No not really a need at all, just an alternative to bookmarks imo. Having more than ~ 20 tabs open is a very inefficient way to work imo.
I have two windows in my main profile and two in a secondary profile. The main profile windows have 83 and 29 tabs open, and the secondary profile has 50 and 38 tabs.
And then more tabs in multiple windows on my tablet (sadly, Firefox still doesn’t support multiple windows on iPadOS despite the feature being introduced nearly 5 years ago and all other major browsers supporting it…At this point it’s literally the only reason I don’t use Firefox as my main browser) and yet more on my phone.
That said, I don’t actually use tab groups very much. I currently have just 4 of them, with a total of 19 tabs in them combined.
Generally, its not that I have too many tabs as much as I have some tabs I leave open all the time and want to condense down a bit.
For example, at work I use Chrome for my main web work, and FF for my… uh… shit like this. So I have a bunch of Chrome tabs open that I know I’ll have to make changes to again in the future, so they stay open. I also have ‘projects’ which contain a bunch of pages that are all related to each other. Being able to group those together and collapse makes it easy to quickly get back into them when someone wants a small, insignificant (sorry, extremely important!) change to them that needs to be done yesterday, and I can eventually just throw the group away once the project is mostly complete and not going to be touched by human hands ever again (until a year later, when it suddenly becomes a critical problem for someone, and thus a problem for me… I’m not complaining, you’re complaining).
At home, I mainly use Firefox. I have an extension that allows me to have tab groups, but its not as nice looking as the built-in Chrome version (Simple Tab Groups, which is actually quite nice, but not as pretty as the Chrome ones). I have a group for my usual fucking around stuff (Discord, YT, Kbin, DIM (Destiny app), wiki for whatever other game I’m playing), a tab for my streaming stuff (which I don’t use often, but as I have a few container tabs for logging in to my brother’s account for a handful. I like to just leave those open so I don’t have to worry about it), and a group for my “working from home” stuff like email/OneDrive and a smaller amount of pages I always keep open because I’m always editing them for work.
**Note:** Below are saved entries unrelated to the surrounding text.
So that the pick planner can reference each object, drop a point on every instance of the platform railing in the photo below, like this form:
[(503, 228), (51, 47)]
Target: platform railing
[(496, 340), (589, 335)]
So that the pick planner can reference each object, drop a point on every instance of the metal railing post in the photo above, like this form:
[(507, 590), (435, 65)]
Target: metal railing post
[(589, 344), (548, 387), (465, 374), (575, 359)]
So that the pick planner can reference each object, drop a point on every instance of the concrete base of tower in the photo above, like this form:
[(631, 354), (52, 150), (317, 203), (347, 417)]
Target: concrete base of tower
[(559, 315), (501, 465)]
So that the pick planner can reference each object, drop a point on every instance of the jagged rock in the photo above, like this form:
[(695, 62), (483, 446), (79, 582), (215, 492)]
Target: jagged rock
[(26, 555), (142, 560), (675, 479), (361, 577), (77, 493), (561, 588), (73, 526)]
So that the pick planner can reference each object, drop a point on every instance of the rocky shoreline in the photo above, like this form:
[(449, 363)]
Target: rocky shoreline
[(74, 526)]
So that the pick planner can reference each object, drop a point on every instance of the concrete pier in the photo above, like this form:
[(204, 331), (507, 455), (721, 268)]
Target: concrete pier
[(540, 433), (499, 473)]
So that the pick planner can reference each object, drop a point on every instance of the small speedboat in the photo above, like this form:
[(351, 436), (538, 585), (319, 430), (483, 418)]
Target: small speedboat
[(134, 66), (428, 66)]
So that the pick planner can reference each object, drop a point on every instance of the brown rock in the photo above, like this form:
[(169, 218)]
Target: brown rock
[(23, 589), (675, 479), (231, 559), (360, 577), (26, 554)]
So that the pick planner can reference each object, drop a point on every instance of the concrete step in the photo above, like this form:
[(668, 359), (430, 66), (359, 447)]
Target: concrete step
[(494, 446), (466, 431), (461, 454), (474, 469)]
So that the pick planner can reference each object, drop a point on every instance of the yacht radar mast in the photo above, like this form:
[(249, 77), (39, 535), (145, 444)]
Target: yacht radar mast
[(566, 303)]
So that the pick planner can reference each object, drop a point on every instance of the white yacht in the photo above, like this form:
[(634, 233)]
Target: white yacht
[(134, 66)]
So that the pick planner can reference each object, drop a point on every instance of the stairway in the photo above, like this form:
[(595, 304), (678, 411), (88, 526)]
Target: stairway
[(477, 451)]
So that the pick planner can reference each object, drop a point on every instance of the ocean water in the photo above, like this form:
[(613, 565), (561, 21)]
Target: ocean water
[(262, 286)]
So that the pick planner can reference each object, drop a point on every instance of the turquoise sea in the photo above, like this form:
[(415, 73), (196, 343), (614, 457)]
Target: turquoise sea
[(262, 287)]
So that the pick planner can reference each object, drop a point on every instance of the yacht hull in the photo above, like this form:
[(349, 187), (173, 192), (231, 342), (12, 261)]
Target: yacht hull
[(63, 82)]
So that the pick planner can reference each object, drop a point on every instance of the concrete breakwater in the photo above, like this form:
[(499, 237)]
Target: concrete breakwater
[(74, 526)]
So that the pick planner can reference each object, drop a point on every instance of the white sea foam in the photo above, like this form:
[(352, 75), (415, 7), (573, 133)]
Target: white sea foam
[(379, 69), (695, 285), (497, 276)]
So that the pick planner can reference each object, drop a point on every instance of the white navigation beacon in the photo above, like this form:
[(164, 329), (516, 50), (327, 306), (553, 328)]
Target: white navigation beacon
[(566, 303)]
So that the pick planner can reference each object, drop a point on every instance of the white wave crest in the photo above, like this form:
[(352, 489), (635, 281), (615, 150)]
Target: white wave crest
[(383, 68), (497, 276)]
So all in all, I don’t have like a hundred tabs open at any given time, and I could make due with just having them all bookmarked and open them as need be… but honestly, that’s a bit of a hassle and would also either leave me with a ton of useless bookmarks after a month or two, or require me to curate my bookmarks every month or two. Versus just having a tab group I can just kill off once I know I’m done with their work.
Shit I have so many tabs open. Bookmarking is essentially the same as closing them because I’ll never find them when I want them let alone remember I bookmarked them. Then I’ll head to a search engine to relentlessly try and remember the term I searched for in the first place but not see any visited links or the visited links were the non-helpful sites and the one I want is gone.
After all that I’ll just give up and some weeks later find the bookmark I was looking while looking for another non-related bookmark.